The enterprise moment that exposes the gap is mundane. An LLM-driven agent is granted the right to provision cloud resources, query a customer record, and message a peer agent in another team. The security team writes an allow-list. Nobody writes down what the agent is obliged to do after the act: who gets notified, what gets logged, which retention policy applies, which rule wins when the privacy rule and the uptime rule collide. Production policy engines in IAM and governance have no clean way to express that half of the question, and the agents go live anyway.
That gap is the subject of a new preprint on deontic policies for agentic AI. The paper, "Deontic Policies for Runtime Governance of Agentic AI Systems," introduces a framework called AgenticRei that is built on the long-standing Rei deontic policy language, expressed in OWL, and evaluated by a logic engine that runs outside the LLM entirely. The authors' central claim is structural. Governance for agents cannot be a wrapper around the model. It has to be a deterministic evaluator on the critical path of every tool call and every agent-to-agent message.
The vocabulary matters. A deontic policy, in plain English, is a rule about what is permitted, what is prohibited, what is obliged, and when an obligation can be waived. The production policy engines most enterprises actually run, XACML, Rego, and Cedar, cover only the first two. They can answer "may this agent do X?" but not "if this agent does X, what must happen next?" That second question is exactly the one a CISO will ask after the fact, and the one a vendor demo tends to skip.

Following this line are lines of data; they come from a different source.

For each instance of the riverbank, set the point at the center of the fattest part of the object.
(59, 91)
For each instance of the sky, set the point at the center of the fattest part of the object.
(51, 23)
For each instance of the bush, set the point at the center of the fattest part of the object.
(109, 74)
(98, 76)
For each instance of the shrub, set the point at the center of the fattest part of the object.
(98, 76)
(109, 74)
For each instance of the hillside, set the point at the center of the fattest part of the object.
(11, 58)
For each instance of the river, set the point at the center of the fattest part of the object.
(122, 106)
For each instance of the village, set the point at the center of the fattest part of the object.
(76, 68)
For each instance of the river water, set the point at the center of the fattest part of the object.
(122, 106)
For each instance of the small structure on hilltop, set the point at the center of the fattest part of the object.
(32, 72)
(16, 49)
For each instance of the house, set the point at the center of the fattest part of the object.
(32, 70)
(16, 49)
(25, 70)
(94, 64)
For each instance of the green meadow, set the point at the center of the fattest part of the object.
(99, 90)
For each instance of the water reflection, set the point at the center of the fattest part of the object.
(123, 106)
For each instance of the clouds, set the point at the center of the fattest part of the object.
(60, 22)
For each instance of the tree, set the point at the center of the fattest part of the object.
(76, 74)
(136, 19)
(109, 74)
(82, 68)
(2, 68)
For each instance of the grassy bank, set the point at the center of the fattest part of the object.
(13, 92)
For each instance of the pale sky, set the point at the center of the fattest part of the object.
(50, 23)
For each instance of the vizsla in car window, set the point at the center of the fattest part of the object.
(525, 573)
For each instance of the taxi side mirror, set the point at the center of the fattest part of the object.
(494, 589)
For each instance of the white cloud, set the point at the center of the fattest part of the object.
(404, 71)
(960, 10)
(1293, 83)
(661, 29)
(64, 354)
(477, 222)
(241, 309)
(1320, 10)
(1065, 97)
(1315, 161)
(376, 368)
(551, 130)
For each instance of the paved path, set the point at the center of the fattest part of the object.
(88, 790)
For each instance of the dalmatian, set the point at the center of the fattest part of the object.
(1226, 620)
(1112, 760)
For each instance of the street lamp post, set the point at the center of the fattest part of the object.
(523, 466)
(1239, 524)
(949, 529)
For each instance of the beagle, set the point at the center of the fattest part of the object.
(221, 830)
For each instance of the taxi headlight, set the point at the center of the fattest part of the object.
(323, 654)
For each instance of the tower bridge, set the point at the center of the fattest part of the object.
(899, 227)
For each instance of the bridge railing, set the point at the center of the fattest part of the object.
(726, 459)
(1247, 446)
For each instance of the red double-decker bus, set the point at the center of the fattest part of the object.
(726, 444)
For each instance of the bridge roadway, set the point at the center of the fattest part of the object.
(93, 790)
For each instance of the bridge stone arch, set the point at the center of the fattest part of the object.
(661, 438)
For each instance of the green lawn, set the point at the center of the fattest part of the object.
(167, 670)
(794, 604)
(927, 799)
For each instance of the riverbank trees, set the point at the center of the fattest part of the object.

The paper lists four governance requirements the current stack does not meet: specifying permitted and prohibited actions, post-action obligations (a CISO notification, a log entry, a downstream human review), waiver conditions for standing obligations, and conflict resolution when two policies clash. AgenticRei is the authors' attempt to express all four in a single pipeline, written in OWL so the rules can be reasoned over as a domain hierarchy rather than as flat conditions, and evaluated by a high-performance logic engine that sits between the agent and the action. The same pipeline is meant to govern both tool invocations and agent-to-agent messages, with composability for the A2A protocol the paper demonstrates.
The architectural bet is the part that matters for the agentic economy. If the policy engine is on the critical path of every transaction, whoever owns that engine holds a veto over the transaction. The same structural position made card networks, not merchants, the regulated layer in payments. The preprint does not put it that bluntly, and it does not need to. The design choice is the claim. The authors are arguing, in effect, that the governance question for agentic AI is not a model-alignment question but an infrastructure-placement question, and that the answer is a deterministic evaluator the LLM cannot bypass.
The honest caveats belong in the same paragraph as the architecture. The work is a preprint, not yet a peer-reviewed venue of record. The evaluation is by worked examples rather than large-scale benchmarks, so the expressiveness claim is real but the performance claim is illustrative. The "policy engine entirely outside the LLM" claim is an architectural bet, not an empirical result, and deontic policy languages have a long history of real adoption friction around authoring cost, reasoning performance, and ontology maintenance that the paper does not deeply address. A reader who treats the framework as production-ready on the strength of the abstract is reading past the document.
What to watch next is whether the obligations half of the vocabulary starts showing up in shipping policy engines. The XACML, Rego, and Cedar communities have been here before, and OWL-based deontic reasoning is not new. What is new is the substrate: an LLM agent that acts on tools and data and coordinates with peer agents across organizational boundaries, in production, on Tuesday. The governance question just moved from "what may the model do" to "what must happen because the model did," and the policy engines shipping today do not yet answer the second half.